Every year I wonder, Is this the year to take them off the list?—just before I throw up my hands and slap on their address label. Removing them just feels cold. Sure, they might not notice—but what if they did? In that case our sudden radio silence might itself constitute a greeting. “We officially no longer care what kind of holidays you have.”

So our list morphs a little every year into something bearing an ever-odder relationship to our actual life. The people we see most we may not quite regard as Christmas card friends; they are the people who inhabit our orbits—spinning in and out of proximity as work schedules and carpools change—but not necessarily our hearts. Some of these we’d love to slide into the close-friend category—but, candidly, past the age of 40 that shift is rare. Those famously fertile environments that nurture the deepest roots—freshman dorms, first workplaces, co-op preschools—are in the rear-view mirror by the second half of life, when most of us have too little time in our workaday routines to entwine roots.
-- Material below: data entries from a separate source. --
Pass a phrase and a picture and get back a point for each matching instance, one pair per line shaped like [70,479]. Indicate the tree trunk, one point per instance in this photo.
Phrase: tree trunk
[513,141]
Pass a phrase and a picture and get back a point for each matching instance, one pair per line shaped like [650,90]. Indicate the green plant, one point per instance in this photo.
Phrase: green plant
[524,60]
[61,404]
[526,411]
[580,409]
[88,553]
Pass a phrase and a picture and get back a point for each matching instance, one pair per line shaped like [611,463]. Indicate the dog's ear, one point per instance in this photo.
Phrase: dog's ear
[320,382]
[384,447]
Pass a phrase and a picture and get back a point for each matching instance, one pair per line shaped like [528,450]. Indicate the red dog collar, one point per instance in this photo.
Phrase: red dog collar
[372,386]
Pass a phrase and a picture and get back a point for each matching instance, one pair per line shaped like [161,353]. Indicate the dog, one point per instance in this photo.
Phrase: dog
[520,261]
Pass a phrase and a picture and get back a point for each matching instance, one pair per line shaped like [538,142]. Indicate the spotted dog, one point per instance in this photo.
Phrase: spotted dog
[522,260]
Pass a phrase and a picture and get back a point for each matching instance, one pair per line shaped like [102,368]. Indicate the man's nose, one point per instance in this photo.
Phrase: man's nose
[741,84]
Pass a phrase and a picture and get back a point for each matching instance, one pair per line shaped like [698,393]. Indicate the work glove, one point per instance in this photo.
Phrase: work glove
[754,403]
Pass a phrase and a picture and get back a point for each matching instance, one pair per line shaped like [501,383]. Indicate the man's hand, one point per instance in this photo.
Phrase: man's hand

As for our close friends, unless they happen to be the parents of my kid’s pals or the people I work with, I can identify them—pitifully—by how rarely I see them. Like I said: orbits. They’re on my Christmas card list for sure, right along with the laid-off ex-coworkers and 15th cousins. And, alas—the obsolete friendships.

Putting it all together, I have a list that has burgeoned like a misshapen topiary, where the head and wings have grown out of proportion to the body. Suddenly that sleek swan has bloated into something formless and unnatural. A turducken. 

How I’d love a simple calculus for pruning it! A regulation equation, where you divide the number of years you’ve known your friend, say, by the years since you’ve seen them—subtract five if you’ll realistically never see them again, add 10 if you were ever super close. (And, for scorekeeping types: Halve if you never receive a card from them; double if you want them to see that you kayaked the Maldives last year.) 

But in my bones I know there’s no such equation, because I know that the Christmas card list is never just the Christmas card list. One year I had an idea: I won’t cut it; I’ll build it—from scratch. Yes! But even as I sat sipping my tea and jotting names…even that seemingly simple exercise quickly frothed into a philosophical boil on the nature of friendship itself. Whose lives do I want to keep touching as I stare down the diminishing barrel of my own? I thought, alarmingly. Is staying in touch important because of possibilities for the future…or memories of the past? 

As more and more of my contemporaries flee the oppressively small town that is Facebook, my family Christmas card becomes the single slender thread tethering us to those who populate our history; the outstretched hand linking us to those we want in our future. That’s an awful lot of pressure to put on a single piece of 110-pound card stock.

And so I vow that this year I’ll be better at staying in touch with the people I love, in substantive ways—ways that look like actual friendship. Even as I fill the mailbox with little gray snowmen, hoping that their recipients have the slightest idea who we are.